Я оставил полицейское такси неподалеку от гаража проката машин, где мне удалось выпросить у его владельца маленький черный «опель». Он не выразил особого желания удовлетворить мою просьбу — одного взгляда на мое лицо было достаточно, чтобы убедиться в моих водительских талантах, но в конце концов я его уломал, и он согласился.
Когда я выезжал из гаража, начал накрапывать дождь. Я остановился у полицейской машины, забрал сумку Астрид и, на всякий случай, две пары наручников и поехал дальше. Оставив машину на боковой улице, где приходилось и раньше останавливаться, я прошел в сторону канала. Я быстрым движением высунулся из-за угла и моментально отпрянул. Через секунду я уже выглядывал краешком глаза.
Перед церковью Общества американских гугенотов стоял черный «мерседес». Его большой багажник был распахнут, и двое мужчин поднимали очень тяжелый на вид ящик, чтобы поместить его в машину. Там уже стояли два или три подобных ящика.
В одном из мужчин я сразу же узнал преподобного Гудбоди. Другой — худощавый, среднего роста, черноволосый, в темном костюме, тоже был мне давно знаком. Именно он убил в аэропорту Джимми Дюкло. На какое-то мгновение я даже забыл про боль. Не могу сказать, что встреча эта доставила мне радость, но и обескуражен я не был, ибо этот тип никогда не выходил у меня из головы. Я почувствовал, что круг смыкается.
Они вышли из церкви, волоча еще один ящик. Погрузили его и закрыли багажник.
Я поспешил к своему «опелю» и, выехав к каналу, увидел, что Гудбоди и черноволосый успели отъехать ярдов на сто. Я поехал за ними, держась на почтительном расстоянии.

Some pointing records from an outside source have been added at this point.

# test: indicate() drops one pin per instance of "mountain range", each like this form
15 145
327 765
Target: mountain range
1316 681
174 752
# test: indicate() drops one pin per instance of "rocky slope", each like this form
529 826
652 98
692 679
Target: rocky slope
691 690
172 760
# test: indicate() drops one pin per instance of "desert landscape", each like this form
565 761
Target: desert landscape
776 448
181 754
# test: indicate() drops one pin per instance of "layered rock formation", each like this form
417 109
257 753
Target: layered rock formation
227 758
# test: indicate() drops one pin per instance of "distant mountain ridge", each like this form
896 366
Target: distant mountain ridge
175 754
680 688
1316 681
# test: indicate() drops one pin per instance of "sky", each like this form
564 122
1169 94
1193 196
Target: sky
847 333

Черный «мерседес» двигался через город, держась то западного, то южного направления. Теперь дождь полил всерьез и, хотя до вечера оставалось еще далеко, казалось, уже наступили сумерки — таким мрачным и темным было небо. Меня это устраивало, так как значительно облегчало преследование. В Голландии существует закон — при сильном дожде обязательно включение фар, а в подобных обстоятельствах одна машина ничем не отличается от другой. Обе представляют собой одинаковую бесформенную массу.
Мы миновали последние предместья и выехали за город, обходясь без гонки, свойственной преследованию. Хотя «мерседес» довольно мощная машина, Гудбоди вел ее на умеренной скорости, и ничего удивительного, учитывая тяжесть груза. Я внимательно следил за дорожными указателями и вскоре у меня не оставалось никаких сомнений относительно того, куда мы едем. Да я и раньше почти не сомневался.

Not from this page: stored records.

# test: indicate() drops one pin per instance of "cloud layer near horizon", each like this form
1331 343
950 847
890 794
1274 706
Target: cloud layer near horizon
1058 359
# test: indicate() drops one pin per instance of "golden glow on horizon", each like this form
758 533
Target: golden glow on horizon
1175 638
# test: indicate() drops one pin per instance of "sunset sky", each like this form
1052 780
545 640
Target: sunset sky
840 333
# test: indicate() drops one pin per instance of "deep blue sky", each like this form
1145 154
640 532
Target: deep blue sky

Я решил, что мне следует первому прибыть в конечный пункт нашего путешествия. Поэтому я прибавил скорость и сократил расстояние между машинами до двадцати ярдов. Можно было не бояться, что Гудбоди узнает меня в своем зеркальце, так как его машина поднимала тучи брызг, и он, наверняка, не мог различить ничего, кроме двух размытых пятен от светящихся фар.

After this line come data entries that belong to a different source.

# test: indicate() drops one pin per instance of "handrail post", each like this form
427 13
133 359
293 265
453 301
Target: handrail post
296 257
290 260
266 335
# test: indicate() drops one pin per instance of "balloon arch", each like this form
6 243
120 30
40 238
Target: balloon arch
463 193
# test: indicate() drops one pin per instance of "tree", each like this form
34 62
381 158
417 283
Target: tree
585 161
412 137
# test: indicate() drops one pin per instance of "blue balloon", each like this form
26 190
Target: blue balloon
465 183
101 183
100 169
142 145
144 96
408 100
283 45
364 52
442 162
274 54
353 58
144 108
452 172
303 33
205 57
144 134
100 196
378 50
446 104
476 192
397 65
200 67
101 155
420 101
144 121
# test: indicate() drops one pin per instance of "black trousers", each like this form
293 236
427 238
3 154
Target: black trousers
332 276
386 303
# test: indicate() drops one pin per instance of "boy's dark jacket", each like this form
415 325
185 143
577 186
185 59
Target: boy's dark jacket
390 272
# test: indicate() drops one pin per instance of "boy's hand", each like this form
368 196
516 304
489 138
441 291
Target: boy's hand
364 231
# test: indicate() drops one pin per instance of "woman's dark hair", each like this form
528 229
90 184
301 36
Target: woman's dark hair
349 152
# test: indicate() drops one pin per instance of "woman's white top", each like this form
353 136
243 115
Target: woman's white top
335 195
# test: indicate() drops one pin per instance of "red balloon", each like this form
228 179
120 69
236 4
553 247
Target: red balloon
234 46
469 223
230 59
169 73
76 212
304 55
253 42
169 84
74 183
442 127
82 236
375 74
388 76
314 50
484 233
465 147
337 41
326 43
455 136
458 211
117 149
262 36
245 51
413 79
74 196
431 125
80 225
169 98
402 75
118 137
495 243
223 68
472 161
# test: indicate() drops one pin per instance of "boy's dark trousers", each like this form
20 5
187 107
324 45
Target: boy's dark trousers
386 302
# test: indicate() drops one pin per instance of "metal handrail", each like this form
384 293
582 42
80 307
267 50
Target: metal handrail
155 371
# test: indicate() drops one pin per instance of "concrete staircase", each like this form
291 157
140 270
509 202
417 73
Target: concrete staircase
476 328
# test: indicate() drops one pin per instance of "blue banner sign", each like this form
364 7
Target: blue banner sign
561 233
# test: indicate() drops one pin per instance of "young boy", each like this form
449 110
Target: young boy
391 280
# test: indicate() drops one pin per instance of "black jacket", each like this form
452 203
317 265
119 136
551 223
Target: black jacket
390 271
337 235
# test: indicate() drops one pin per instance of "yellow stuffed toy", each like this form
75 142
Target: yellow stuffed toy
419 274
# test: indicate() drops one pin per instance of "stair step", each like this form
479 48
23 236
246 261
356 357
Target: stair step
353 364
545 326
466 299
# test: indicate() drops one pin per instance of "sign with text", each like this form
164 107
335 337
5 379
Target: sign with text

Улучив момент, я нажал на акселератор и обогнал «мерседес».
Проезжая мимо, я заметил, что Гудбоди равнодушно взглянул на мою машину и так же равнодушно отвел взгляд. Вскоре я опять вернулся в правый ряд и помчался вперед, не сбавляя скорости.
Проехав мили три, я увидел ответвляющуюся вправо дорогу и указатель «Кастель Линден — 1 миля». Я повернул на дорогу и через минуту миновал величественную каменную арку с золоченой надписью наверху: КАСТЕЛЬ ЛИНДЕН. Проехав еще ярдов 200, я съехал с дороги и остановил машину в густой чаще.
Мне предстояло промокнуть насквозь, но иного выбора не было. Я вышел из машины, и, пробежав через поляну, покрытую высокой травой и редкими деревьями, добрался до густого соснового леса, точнее, сосновой полосы, которая, видимо, защищала от ветра населенный пункт.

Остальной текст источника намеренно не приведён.